Broad support for childcare expansion
Jay Weatherill has become one of Australia’s most prominent universal childcare advocates. Photo: Matt Jelonek

Matt Kean’s latent progressive streak continued apace earlier this month, with the NSW Liberal treasurer making headlines for his defiance over the federal government’s policy on childcare funding.

Having earned widespread media coverage in recent years for his verbal tussles with counterparts in Canberra over the need for stronger action on climate change, Mr Kean pre-empted Treasurer Josh Frydenberg ahead of budget week by declaring that NSW will expand childcare access regardless of whether the state receives federal dollars.

Few should doubt Mr Kean’s political acumen in cabinet.

After all, his so-called ‘EV diplomacy’ reportedly helped turn arch-conservative NSW Premier Dominic Perottet from a climate change sceptic to a begrudging supporter of his state’s burgeoning renewable energy sector.

Whether his threats over childcare will resonate in Canberra is another matter entirely, though.

Prime Minister Scott Morrison, who hails from an opposing faction to Mr Kean in the NSW Liberal Party, has publicly mocked him in the past by saying most federal cabinet ministers don’t know him.

Even if they don’t, Mr Kean has already found at least one prominent backer in former South Australia premier Jay Weatherill.

Mr Weatherill is no stranger to confrontations with Mr Frydenberg and, having joined forces with Nicola Forrest since leaving politics in 2019, has become one of the most prominent advocates of reform for Australia’s early learning system.

“This is not a party-political issue, this is about improving the lives of Australian children, women and families and it will grow our economy at the same time,” Mr Weatherill said.

“The vast majority of Australians want action; now it’s time for the federal government to embrace early learning reform.”

In fairness to Mr Frydenberg, the federal government did guarantee top-up funding to support 15 hours of preschool enrolment per week in the last budget.

That came as part of the so-called ‘Women’s Budget Statement’, which identified spending commitments specifically aimed at women.

Undoubtedly, though, the Liberal Party’s policies on this front have been the most conservative of the three major parties, with the ALP pledging to massively expand childcare access and implement its ‘Early Years Strategy’ if elected at the next federal poll.

That, too, is aimed at increasing employment for women, with opposition leader Anthony Albanese repeatedly telling a party conference in December that cheaper childcare will mean better workforce productivity and participation.
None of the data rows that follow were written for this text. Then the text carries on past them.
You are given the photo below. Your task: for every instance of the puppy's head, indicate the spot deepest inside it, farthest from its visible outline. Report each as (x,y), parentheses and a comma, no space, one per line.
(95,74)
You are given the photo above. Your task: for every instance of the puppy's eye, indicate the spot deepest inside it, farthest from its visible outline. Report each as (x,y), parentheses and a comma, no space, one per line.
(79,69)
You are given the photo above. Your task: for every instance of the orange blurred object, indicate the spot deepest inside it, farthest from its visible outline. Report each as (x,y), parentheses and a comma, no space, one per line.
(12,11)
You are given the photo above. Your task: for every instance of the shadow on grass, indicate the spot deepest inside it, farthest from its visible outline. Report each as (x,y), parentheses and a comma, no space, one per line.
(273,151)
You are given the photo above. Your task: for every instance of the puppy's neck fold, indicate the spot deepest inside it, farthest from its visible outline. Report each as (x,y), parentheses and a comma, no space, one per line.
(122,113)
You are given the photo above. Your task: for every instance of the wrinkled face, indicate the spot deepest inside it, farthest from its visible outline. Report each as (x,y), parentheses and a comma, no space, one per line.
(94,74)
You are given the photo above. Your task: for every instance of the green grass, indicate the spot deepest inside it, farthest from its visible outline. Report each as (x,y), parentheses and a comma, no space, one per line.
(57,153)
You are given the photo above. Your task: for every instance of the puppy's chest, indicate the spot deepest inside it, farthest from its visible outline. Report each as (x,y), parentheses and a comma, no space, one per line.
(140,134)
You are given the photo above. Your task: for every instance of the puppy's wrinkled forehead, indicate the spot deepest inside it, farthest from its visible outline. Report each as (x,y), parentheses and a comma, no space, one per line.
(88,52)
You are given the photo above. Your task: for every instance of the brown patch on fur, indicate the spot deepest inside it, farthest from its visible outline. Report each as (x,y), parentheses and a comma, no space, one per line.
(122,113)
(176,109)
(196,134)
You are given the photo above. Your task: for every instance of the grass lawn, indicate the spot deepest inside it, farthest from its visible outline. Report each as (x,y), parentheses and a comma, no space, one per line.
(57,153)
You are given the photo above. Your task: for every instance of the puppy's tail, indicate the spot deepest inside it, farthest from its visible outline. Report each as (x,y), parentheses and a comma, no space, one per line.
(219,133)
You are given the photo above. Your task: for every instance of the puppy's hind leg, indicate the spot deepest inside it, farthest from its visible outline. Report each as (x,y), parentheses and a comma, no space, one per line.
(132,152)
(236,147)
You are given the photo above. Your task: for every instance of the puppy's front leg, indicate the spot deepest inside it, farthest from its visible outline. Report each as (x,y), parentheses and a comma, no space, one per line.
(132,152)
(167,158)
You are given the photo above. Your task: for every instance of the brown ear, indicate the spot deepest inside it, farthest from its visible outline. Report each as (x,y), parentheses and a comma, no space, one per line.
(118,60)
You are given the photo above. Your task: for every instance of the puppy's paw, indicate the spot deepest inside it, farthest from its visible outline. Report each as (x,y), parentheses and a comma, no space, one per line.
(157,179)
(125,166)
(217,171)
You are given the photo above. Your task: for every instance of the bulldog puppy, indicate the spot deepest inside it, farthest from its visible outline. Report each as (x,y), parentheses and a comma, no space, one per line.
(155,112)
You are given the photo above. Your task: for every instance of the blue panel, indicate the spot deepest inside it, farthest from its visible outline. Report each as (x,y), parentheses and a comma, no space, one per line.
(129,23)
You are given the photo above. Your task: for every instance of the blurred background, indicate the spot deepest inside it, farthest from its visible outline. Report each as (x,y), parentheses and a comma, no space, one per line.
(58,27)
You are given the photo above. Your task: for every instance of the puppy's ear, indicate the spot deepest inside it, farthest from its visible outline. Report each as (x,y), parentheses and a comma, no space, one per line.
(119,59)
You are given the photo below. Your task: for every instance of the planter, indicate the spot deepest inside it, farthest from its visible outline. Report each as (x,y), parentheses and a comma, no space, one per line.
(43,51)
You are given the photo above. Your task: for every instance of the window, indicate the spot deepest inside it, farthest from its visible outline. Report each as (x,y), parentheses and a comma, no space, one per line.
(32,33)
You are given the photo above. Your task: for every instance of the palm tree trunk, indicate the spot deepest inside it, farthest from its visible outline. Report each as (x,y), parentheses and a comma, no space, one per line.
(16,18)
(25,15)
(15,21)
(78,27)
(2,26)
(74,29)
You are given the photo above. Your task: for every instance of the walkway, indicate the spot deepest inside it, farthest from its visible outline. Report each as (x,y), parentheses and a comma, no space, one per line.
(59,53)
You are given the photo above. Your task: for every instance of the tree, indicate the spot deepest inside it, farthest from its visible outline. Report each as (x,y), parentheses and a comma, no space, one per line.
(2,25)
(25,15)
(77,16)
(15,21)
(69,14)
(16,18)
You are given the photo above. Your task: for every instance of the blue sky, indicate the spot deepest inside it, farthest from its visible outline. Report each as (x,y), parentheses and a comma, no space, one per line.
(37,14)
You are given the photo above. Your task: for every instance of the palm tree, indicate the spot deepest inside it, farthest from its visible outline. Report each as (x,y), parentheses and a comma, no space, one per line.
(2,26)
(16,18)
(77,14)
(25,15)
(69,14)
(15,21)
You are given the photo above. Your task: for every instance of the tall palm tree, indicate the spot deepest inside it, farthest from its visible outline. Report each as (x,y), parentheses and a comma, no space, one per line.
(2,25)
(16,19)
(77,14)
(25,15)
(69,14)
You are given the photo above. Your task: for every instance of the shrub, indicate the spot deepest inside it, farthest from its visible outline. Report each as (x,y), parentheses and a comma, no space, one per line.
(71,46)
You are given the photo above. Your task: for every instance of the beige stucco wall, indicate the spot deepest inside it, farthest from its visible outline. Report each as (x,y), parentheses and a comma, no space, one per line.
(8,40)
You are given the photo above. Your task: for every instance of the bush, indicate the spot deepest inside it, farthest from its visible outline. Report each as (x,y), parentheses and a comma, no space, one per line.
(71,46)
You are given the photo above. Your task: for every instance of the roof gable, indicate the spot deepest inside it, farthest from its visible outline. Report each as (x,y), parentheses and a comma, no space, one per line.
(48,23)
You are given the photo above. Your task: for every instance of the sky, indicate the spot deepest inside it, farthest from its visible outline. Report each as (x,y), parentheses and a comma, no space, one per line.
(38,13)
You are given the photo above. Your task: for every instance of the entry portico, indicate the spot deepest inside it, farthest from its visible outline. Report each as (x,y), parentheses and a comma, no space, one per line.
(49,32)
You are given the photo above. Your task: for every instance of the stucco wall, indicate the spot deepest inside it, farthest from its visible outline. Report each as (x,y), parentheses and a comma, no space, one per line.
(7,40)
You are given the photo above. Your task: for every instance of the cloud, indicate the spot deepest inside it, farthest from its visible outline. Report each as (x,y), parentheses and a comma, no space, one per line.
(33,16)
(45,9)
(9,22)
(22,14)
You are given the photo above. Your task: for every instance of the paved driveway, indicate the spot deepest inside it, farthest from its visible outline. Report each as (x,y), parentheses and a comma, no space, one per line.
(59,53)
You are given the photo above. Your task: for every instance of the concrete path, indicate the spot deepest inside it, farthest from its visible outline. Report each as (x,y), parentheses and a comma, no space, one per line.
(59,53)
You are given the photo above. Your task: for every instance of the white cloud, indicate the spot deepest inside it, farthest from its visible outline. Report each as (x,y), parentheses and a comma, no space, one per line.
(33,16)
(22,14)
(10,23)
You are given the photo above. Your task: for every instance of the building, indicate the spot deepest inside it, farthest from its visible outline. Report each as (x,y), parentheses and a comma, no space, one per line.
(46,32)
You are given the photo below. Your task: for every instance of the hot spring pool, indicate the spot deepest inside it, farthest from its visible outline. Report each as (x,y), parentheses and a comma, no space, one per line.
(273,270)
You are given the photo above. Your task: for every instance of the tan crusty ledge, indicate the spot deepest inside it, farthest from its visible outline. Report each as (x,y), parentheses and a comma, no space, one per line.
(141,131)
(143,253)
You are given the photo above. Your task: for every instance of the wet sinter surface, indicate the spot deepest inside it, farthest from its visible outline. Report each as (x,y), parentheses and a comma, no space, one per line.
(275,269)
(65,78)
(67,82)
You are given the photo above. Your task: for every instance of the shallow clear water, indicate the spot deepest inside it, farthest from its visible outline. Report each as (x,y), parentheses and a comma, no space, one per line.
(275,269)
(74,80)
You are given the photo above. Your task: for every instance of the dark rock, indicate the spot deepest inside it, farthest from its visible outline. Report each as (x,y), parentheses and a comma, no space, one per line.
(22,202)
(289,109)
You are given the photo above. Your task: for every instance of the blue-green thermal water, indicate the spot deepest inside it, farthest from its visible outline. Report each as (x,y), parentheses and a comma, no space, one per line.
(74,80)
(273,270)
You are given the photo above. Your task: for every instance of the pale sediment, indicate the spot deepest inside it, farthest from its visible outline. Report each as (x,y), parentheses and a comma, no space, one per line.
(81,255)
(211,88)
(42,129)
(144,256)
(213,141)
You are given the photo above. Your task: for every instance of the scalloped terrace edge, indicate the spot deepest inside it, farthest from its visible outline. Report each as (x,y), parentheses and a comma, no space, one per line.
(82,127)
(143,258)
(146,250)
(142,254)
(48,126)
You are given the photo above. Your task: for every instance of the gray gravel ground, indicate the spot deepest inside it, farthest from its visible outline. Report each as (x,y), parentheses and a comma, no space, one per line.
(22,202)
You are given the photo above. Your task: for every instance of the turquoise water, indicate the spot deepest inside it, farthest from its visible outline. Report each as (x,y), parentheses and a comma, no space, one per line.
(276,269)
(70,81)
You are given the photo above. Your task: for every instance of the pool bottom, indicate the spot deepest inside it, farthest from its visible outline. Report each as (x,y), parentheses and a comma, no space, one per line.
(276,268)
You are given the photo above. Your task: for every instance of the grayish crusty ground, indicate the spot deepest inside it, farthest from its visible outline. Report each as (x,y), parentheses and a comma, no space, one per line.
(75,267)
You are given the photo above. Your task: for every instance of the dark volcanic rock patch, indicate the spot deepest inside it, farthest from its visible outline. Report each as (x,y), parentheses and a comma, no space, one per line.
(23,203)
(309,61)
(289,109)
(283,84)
Kate Chaney, independent candidate for Curtin, told Business News she wanted to see improvements in the overall standard of childcare provided in Australia, as well as federal leadership on the matter.

“I was stopped on the street in Shenton Park the other day by a mum who was telling me how there’s no after-school care at her child’s school [and so] she’s turning down work because it’s just not worth it for her,” Ms Chaney said.

“She’s working less, so I’m seeing real examples of the impact [affordability is having] on workforce participation for women, which is especially relevant at the moment when unemployment is quite low.

“We need to be doing what we can to drive increased workforce participation.”

That it’s the Greens pledging the most expansive childcare policy is to be expected.

While the party’s plan carries an estimated cost of $19 billion over four years, per the Parliamentary Budget Office, it would also go the furthest in allowing more women to enter the workforce by providing 100 hours of full care per fortnight at no cost to parents.

Mr Weatherill was effusive in his praise of that policy earlier this month, particularly as it committed to funding early childhood education as an essential service. Still, even he couldn’t help but note the effect it would have on women’s workforce participation rates.

“Early learning is too expensive and there are too many barriers in the way of accessing appropriate and flexible options,” Mr Weatherill said.

“This is one of the most significant impediments to women fully participating in the workforce and achieving equality.

“We know what’s needed to reform the system, now we must have greater political will to make it happen.”